Мы выращиваем деревья на его теле, получая кров. Иль’Пхор — наш
дом. Но в тоже время — наш спаситель. Наш защитник. Наш друг. Наш
Бог! Мы обязаны всем Иль’Пхору. Пища, вода... сама жизнь — всё это
у нас есть, благодаря ему! И сегодня мы отдадим ему самое дорогое,
что имеем сами. — Мэр замолчал на мгновение, всматриваясь в лица
людей, выстроившихся возле сцены. И даже его голос вдруг дрогнул. —
Мы отдадим ему жизни наших людей! Нашу кровь и плоть! Наши души!
Нашу веру!
Заворожённая толпа вдруг взорвалась
сотнями криков, загудела, приходя в движение, и Аллек увидел улыбку
на круглом лице Олси. Мерзкую, поганую. Такую же кровожадную, как и
у людей вокруг.

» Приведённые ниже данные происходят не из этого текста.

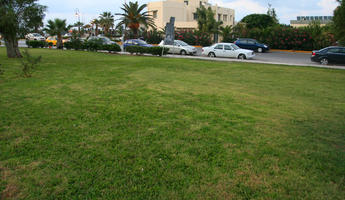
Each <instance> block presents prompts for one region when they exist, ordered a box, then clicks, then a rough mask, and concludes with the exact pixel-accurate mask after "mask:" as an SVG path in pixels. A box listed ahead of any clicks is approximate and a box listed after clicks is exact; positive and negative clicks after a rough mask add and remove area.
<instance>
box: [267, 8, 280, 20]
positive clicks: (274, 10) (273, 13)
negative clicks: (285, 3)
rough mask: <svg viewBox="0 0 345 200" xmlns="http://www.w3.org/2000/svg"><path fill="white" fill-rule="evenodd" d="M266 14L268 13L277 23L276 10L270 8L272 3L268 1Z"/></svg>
mask: <svg viewBox="0 0 345 200" xmlns="http://www.w3.org/2000/svg"><path fill="white" fill-rule="evenodd" d="M267 15H269V16H271V17H272V18H273V21H274V23H276V24H278V23H279V20H278V18H277V13H276V10H275V9H274V8H272V4H270V3H269V4H268V10H267Z"/></svg>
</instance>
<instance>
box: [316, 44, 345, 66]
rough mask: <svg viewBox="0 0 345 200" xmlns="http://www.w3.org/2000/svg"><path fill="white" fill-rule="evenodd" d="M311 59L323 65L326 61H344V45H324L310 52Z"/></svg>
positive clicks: (344, 52) (344, 51)
mask: <svg viewBox="0 0 345 200" xmlns="http://www.w3.org/2000/svg"><path fill="white" fill-rule="evenodd" d="M311 60H312V61H314V62H320V63H321V64H323V65H327V64H328V63H345V47H338V46H332V47H326V48H324V49H321V50H315V51H313V52H312V55H311Z"/></svg>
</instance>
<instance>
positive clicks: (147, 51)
mask: <svg viewBox="0 0 345 200" xmlns="http://www.w3.org/2000/svg"><path fill="white" fill-rule="evenodd" d="M148 48H150V47H141V46H128V47H126V51H127V52H129V53H130V54H134V53H135V54H137V55H138V54H143V53H147V52H148V50H147V49H148Z"/></svg>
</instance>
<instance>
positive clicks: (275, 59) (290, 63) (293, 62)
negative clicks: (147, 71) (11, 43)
mask: <svg viewBox="0 0 345 200" xmlns="http://www.w3.org/2000/svg"><path fill="white" fill-rule="evenodd" d="M3 45H4V42H2V45H1V46H3ZM19 47H27V46H26V44H25V40H20V41H19ZM197 49H198V51H197V55H196V56H179V55H169V57H183V58H194V59H203V60H216V61H238V60H237V59H231V58H208V57H204V56H201V48H197ZM310 57H311V54H310V53H293V52H279V51H270V52H267V53H256V56H255V57H254V58H253V59H252V60H248V61H244V62H258V63H270V64H286V65H294V66H314V67H324V68H334V69H345V65H344V64H342V65H339V64H337V65H335V64H333V65H332V64H331V65H327V66H323V65H320V64H319V63H315V62H312V61H311V60H310Z"/></svg>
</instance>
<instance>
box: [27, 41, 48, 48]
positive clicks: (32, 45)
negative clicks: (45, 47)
mask: <svg viewBox="0 0 345 200" xmlns="http://www.w3.org/2000/svg"><path fill="white" fill-rule="evenodd" d="M26 45H28V47H29V48H44V47H48V46H53V43H51V42H49V43H47V42H46V41H38V40H26Z"/></svg>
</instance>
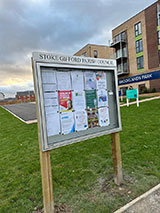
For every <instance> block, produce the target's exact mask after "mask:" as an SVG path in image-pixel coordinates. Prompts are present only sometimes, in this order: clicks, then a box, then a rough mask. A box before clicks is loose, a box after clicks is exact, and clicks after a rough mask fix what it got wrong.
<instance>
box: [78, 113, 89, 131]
mask: <svg viewBox="0 0 160 213" xmlns="http://www.w3.org/2000/svg"><path fill="white" fill-rule="evenodd" d="M87 128H88V119H87V113H86V111H76V112H75V130H76V131H81V130H85V129H87Z"/></svg>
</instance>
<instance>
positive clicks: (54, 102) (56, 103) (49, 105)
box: [44, 98, 58, 107]
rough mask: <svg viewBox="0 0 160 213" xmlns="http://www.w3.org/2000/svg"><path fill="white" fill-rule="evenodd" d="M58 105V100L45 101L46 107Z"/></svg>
mask: <svg viewBox="0 0 160 213" xmlns="http://www.w3.org/2000/svg"><path fill="white" fill-rule="evenodd" d="M53 105H58V99H57V98H52V99H44V106H45V107H46V106H53Z"/></svg>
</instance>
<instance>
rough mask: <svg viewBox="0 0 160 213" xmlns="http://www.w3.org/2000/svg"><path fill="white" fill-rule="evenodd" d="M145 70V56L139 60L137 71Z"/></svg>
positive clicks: (140, 58) (137, 59)
mask: <svg viewBox="0 0 160 213" xmlns="http://www.w3.org/2000/svg"><path fill="white" fill-rule="evenodd" d="M143 68H144V61H143V56H140V57H138V58H137V69H138V70H139V69H143Z"/></svg>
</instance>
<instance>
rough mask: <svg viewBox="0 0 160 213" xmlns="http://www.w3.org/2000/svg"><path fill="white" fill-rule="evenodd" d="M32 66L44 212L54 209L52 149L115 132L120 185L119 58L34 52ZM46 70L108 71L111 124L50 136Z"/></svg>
mask: <svg viewBox="0 0 160 213" xmlns="http://www.w3.org/2000/svg"><path fill="white" fill-rule="evenodd" d="M32 68H33V77H34V87H35V95H36V109H37V120H38V134H39V147H40V162H41V174H42V190H43V202H44V212H46V213H50V212H54V202H53V186H52V172H51V163H50V150H52V149H55V148H58V147H61V146H65V145H69V144H72V143H76V142H80V141H83V140H86V139H90V138H94V137H97V136H102V135H106V134H111V142H112V158H113V167H114V180H115V183H116V184H117V185H120V184H121V183H122V181H123V175H122V162H121V152H120V135H119V131H121V129H122V126H121V119H120V106H119V96H118V84H117V69H116V60H111V59H100V58H87V57H78V56H68V55H59V54H55V53H42V52H34V53H33V54H32ZM46 69H47V72H49V73H51V72H52V71H54V72H55V73H56V76H57V72H61V71H63V72H64V73H65V72H68V73H70V72H74V71H81V72H82V73H83V76H84V73H85V72H92V73H93V72H94V73H96V72H103V73H105V75H106V79H107V86H108V87H107V89H106V93H107V95H108V96H107V97H108V105H107V108H108V113H109V117H108V120H109V125H108V126H100V127H96V128H90V129H89V128H87V129H86V130H83V131H79V132H73V133H70V134H62V132H60V133H59V135H58V134H57V135H56V136H54V135H53V136H50V135H49V128H47V125H48V124H47V119H48V118H47V113H46V105H45V98H44V97H45V95H46V94H44V85H43V83H44V81H43V77H42V75H43V74H42V73H46ZM56 82H57V79H56ZM52 86H53V85H52ZM56 92H57V93H58V92H59V91H58V90H57V91H56ZM96 93H98V92H96ZM97 97H98V96H97ZM97 99H98V98H97ZM55 100H56V99H55ZM58 101H59V97H58ZM58 104H59V103H58ZM86 111H87V109H86ZM57 113H59V111H57ZM60 116H61V115H60ZM98 122H99V121H98ZM61 130H62V124H61Z"/></svg>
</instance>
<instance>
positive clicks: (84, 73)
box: [84, 72, 96, 90]
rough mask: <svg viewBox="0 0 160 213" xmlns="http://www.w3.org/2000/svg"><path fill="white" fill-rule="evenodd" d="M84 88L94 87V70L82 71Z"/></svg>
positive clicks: (95, 78) (95, 75) (94, 88)
mask: <svg viewBox="0 0 160 213" xmlns="http://www.w3.org/2000/svg"><path fill="white" fill-rule="evenodd" d="M84 79H85V89H86V90H92V89H96V75H95V73H94V72H84Z"/></svg>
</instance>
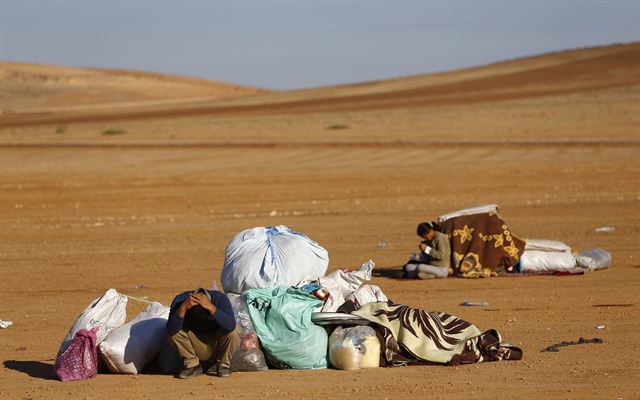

Людей, ради которых Аллек пришёл на эту площадь.
Людей, которых Аллек обещал защищать. Вот они — прямо перед ним.
Требуют крови, лишь чтобы отвлечься от своих собственных
проблем.
Мэр Олси вознёс руки к небу, по
которому медленно ползли облака. Облака, которым было плевать на
то, чем внизу заняты глупые людишки. Толпа притихла, и Аллек
увидел, как многие зрители также вскидывают руки к небу и застывают
в беззвучных молитвах.
Капитану показалось, что в эту
секунду стало холоднее. А может быть, это он похолодел от ужаса.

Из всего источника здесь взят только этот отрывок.